One of these days I’ll get my act together and finish up the second half to the post I started about Chinese domestic stability. In the meantime, I just came across something surprising while doing research at my congressional internship: HR1, the continuing appropriations resolution which has been the focal point of the budget debates for the last two months, includes a specific provision forbidding future cooperation between NASA and Chinese agencies or companies:
Sec. 1339. (a) None of the funds made available by this division may be used for the National Aeronautics and Space Administration or the Office of Science and Technology Policy to develop, design, plan, promulgate, implement, or execute a policy, program, order, or contract of any kind to participate, collaborate, or coordinate in any way with China or any Chinese-owned company unless such activities are specifically authorized by a law enacted after the date of enactment of this division.
It’s likely a direct Congressional response to the joint Chinese-American statement which followed Hu Jintao’s visit to the United States in January 2011, in which Obama and Hu pledged to “deepen dialogue and exchanges in the field of space.” The agreement included an invitation from the White House for a Chinese delegation to visit the NASA headquarters.

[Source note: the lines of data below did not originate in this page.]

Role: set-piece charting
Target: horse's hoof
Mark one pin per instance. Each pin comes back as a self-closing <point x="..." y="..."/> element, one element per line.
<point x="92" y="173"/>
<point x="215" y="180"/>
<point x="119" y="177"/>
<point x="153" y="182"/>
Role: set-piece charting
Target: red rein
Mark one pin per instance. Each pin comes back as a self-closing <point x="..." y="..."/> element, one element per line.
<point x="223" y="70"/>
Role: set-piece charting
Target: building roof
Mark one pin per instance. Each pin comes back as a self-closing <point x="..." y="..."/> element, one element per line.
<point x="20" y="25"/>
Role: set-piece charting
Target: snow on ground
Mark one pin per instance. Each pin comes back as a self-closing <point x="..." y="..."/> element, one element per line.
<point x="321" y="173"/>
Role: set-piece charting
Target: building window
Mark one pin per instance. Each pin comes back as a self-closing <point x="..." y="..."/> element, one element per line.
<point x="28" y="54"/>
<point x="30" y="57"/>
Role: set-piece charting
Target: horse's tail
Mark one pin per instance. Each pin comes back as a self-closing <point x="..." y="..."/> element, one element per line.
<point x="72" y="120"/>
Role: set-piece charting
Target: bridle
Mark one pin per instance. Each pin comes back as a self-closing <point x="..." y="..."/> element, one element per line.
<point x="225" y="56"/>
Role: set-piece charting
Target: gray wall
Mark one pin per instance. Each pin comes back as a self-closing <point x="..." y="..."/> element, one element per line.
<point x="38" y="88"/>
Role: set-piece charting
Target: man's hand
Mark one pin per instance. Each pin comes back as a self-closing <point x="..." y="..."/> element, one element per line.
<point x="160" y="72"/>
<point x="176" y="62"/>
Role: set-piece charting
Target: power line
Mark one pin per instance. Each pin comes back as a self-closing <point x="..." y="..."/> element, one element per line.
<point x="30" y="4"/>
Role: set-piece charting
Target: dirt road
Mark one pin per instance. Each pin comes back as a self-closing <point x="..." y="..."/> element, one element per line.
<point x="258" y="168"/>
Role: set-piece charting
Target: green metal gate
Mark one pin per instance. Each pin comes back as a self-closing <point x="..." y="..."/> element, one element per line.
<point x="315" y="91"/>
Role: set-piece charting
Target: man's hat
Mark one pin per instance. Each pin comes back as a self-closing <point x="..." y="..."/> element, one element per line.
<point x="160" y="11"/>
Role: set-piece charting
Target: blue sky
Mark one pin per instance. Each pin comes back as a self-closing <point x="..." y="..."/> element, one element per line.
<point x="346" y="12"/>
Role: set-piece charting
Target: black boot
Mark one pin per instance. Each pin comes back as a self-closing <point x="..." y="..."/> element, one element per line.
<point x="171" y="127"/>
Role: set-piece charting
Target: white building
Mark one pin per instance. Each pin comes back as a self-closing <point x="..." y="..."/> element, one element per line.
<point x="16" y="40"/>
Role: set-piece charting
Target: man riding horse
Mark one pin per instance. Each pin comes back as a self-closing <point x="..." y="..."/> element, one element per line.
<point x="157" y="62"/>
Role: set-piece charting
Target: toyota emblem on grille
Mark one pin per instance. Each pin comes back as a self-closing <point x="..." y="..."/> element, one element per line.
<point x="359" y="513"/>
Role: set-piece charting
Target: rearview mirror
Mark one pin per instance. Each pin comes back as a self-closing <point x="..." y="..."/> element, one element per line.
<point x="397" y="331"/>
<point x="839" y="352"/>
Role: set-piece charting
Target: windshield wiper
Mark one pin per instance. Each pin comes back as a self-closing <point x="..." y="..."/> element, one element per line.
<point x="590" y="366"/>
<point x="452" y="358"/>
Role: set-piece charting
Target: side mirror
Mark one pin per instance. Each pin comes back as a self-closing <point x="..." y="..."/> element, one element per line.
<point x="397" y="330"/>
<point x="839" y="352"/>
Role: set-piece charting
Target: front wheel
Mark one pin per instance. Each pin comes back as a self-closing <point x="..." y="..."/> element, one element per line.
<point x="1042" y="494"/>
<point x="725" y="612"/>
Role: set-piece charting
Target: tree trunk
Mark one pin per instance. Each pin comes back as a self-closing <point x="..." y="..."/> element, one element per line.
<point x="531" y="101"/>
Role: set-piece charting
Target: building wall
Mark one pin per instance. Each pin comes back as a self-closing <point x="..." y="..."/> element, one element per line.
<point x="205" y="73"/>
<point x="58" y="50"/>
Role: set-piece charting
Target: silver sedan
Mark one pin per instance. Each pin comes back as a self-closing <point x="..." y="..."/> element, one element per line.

Despite commitment to further cooperation, space exploration is apparently becoming yet another field of Chinese-American competition. The Chinese robotic mission to the moon, launched in October 2010, and the potential of a manned Chinese moon expedition in the future, is probably fueling that sense. I’m skeptical that a Congressional decree like this will really be able to stop the general trend of increased technological and research cooperation between Chinese and American firms.